The gold price climbed $9.11 to $1,553.31 Monday amid growing fears over the European sovereign debt crisis. The price of gold rose to as high as $1,557.20 per ounce this morning, just 1.3% shy of its $1,577.40 all-time record high, reached on May 2 of this year. Equity markets around the world tumbled, while U.S. exchanges were set to open substantially lower.

Alongside the gold price, the U.S. dollar was one of the few asset classes moving higher on Monday. The euro currency came under considerable pressure against the dollar, falling 1.4% to 1.4022. Silver prices held near unchanged at $36.71 per ounce, while cyclical commodities including oil and copper suffered steep declines.

Coupled with the worse than expected jobs report in May, the June data has already led to calls for the Federal Reserve to implement a third round of quantitative easing (QE3). Chairman Ben Bernanke has on many occasions highlighted the crucial impact that the nonfarm payroll reports have on monetary policy, and the latest data is likely to cause the Fed to maintain its dovish stance for longer than previously anticipated. This view became evident on Friday in the Fed Funds futures market, where the likelihood of a Fed rate hike by mid-2012 declined from near 30% to 8%.

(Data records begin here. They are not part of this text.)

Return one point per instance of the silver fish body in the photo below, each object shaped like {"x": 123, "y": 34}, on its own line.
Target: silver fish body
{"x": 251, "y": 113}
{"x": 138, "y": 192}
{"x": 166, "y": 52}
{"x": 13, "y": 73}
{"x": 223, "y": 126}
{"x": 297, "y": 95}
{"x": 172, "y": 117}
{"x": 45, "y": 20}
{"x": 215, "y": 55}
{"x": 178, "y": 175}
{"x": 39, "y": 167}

Negative real interest rates has been one of the most significant catalysts behind the gold price rally in recent years. With the Fed now expected to keep rates on hold for the foreseeable future, the price of gold is likely to receive an even stronger tailwind. Furthermore, as hedge fund magnate Eric Sprott predicted earlier this week, if the Fed does indeed launch QE3, the gold price could very well explode to the upside.